Hos 10:13 You have plowed iniquity; you have reaped injustice; you have eaten the fruit of lies. Because you have trusted in your own way

Yet, despite their sin and their much-deserved discipline; God still loves His people. He remembers them as a child. He remembers His love for them and there will come a day when His anger is turned from them. In that day…

Hos 14:7 They shall return and dwell beneath my shadow; they shall flourish like the grain; they shall blossom like the vine; their fame shall be like the wine of Lebanon.

What amazing love! God remains faithful even when His people are faithless. God’s steadfast love remains even when our love is directed at another. What amazing grace! Don’t move on too quickly from this truth, that God’s love for us is far greater than our sin. Find someone to discuss this with and marvel together at the goodness of God.

Something to pray about…

At some level the downfall of Israel came about because they failed to take the warnings of God seriously. God warned His people that if they were faithful to the covenant they made with Him, then He would bless them. But if they broke the covenant He was going to discipline them and that is exactly what we have seen happen.

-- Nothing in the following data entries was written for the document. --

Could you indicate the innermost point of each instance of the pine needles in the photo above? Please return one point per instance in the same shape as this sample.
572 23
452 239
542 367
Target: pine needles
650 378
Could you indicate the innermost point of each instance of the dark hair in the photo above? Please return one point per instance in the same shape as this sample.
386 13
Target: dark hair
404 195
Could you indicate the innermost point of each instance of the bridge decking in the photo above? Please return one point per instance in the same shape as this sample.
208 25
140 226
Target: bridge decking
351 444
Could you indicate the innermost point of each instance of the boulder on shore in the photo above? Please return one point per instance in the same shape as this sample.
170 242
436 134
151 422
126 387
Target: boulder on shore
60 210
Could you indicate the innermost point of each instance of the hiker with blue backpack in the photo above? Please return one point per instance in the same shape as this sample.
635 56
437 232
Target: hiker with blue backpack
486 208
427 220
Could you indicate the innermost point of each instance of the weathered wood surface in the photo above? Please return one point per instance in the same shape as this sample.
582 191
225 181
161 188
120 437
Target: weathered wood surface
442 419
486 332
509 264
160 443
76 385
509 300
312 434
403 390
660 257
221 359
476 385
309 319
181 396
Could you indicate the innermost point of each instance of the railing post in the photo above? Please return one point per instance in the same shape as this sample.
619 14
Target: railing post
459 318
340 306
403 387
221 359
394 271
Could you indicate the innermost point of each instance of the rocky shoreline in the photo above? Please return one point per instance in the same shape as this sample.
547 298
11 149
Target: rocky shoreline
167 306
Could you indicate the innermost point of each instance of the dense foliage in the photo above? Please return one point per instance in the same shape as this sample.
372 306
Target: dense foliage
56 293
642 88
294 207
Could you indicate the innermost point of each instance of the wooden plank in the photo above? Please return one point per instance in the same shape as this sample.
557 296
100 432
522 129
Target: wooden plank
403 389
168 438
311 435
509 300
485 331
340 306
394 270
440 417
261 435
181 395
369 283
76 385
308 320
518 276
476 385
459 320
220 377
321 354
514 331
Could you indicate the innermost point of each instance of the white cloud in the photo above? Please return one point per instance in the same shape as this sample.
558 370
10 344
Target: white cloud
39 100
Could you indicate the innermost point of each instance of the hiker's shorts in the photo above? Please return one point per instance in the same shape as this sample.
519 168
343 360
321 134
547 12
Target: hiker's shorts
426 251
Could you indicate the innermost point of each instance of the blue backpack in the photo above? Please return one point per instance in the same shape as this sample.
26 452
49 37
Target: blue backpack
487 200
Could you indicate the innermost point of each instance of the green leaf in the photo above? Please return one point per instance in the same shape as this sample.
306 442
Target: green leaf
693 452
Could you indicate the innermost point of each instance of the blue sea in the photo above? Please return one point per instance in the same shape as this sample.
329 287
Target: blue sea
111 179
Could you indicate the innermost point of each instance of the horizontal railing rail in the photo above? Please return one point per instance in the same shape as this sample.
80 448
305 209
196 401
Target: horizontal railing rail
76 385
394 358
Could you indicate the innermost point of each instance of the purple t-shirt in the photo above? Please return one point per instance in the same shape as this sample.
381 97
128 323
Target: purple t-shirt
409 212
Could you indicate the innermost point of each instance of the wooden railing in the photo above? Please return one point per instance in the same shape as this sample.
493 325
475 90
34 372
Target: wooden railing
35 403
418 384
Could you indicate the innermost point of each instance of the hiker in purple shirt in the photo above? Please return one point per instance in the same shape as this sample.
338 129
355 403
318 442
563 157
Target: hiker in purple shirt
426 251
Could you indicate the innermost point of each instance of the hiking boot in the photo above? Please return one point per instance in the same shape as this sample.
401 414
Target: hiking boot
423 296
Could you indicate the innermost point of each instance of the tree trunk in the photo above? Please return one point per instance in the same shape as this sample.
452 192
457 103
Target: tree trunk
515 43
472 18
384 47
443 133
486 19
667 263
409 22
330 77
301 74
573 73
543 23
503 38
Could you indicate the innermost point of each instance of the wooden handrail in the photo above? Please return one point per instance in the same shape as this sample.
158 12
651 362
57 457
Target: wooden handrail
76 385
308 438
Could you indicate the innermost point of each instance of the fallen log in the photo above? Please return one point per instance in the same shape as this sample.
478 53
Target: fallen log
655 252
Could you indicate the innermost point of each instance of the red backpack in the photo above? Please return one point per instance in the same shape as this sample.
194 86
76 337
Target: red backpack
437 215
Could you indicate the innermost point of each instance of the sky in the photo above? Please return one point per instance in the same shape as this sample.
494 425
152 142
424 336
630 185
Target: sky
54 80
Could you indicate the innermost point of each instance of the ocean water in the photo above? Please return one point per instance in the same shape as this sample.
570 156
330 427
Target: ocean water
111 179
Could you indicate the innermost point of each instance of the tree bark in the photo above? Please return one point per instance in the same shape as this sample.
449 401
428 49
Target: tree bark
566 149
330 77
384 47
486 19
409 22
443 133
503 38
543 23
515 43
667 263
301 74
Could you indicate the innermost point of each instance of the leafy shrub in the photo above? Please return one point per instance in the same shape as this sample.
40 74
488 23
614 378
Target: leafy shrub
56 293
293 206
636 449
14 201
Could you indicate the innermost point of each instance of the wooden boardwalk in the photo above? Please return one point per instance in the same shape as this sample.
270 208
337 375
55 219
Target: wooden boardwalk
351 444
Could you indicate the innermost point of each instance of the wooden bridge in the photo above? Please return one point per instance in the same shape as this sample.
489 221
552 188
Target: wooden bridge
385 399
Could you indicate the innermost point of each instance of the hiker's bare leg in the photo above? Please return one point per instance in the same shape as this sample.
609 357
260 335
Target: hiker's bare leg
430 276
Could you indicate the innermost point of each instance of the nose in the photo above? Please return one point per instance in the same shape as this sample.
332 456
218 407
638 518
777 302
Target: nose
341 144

Israel didn’t take God’s Word seriously and I don’t mean God’s Word in a general sense; what I mean is that they acted as though the specific warnings weren’t true. They didn’t think judgment would fall on them. They didn’t think that God would actually give them over to the pagan nations. They didn’t take His Word seriously.

That same problem exists today outside the church and sadly inside the church as well. In Isaiah 13:9-11, God says, “Behold, the day of the Lord comes…” In this passage, God warns the nation of Babylon that the day of judgment will fall upon sinners and on that day no one will be able to stand against God. The wrath of God is coming and our only hope, the world’s only hope, is to humble ourselves before God, repent of our sin against God and trust in Christ to save us from the guilt of our sin.

The final day of God’s judgment is yet to come, but it will come and it is closer today than when we first believed. So let’s pray for our own hearts to remain faithful to the word of God and the truth of the gospel. Pray that we would be faithful as a church to preach the message of the gospel to all. Pray for those friends and family members in your life who don’t have a relationship with Christ.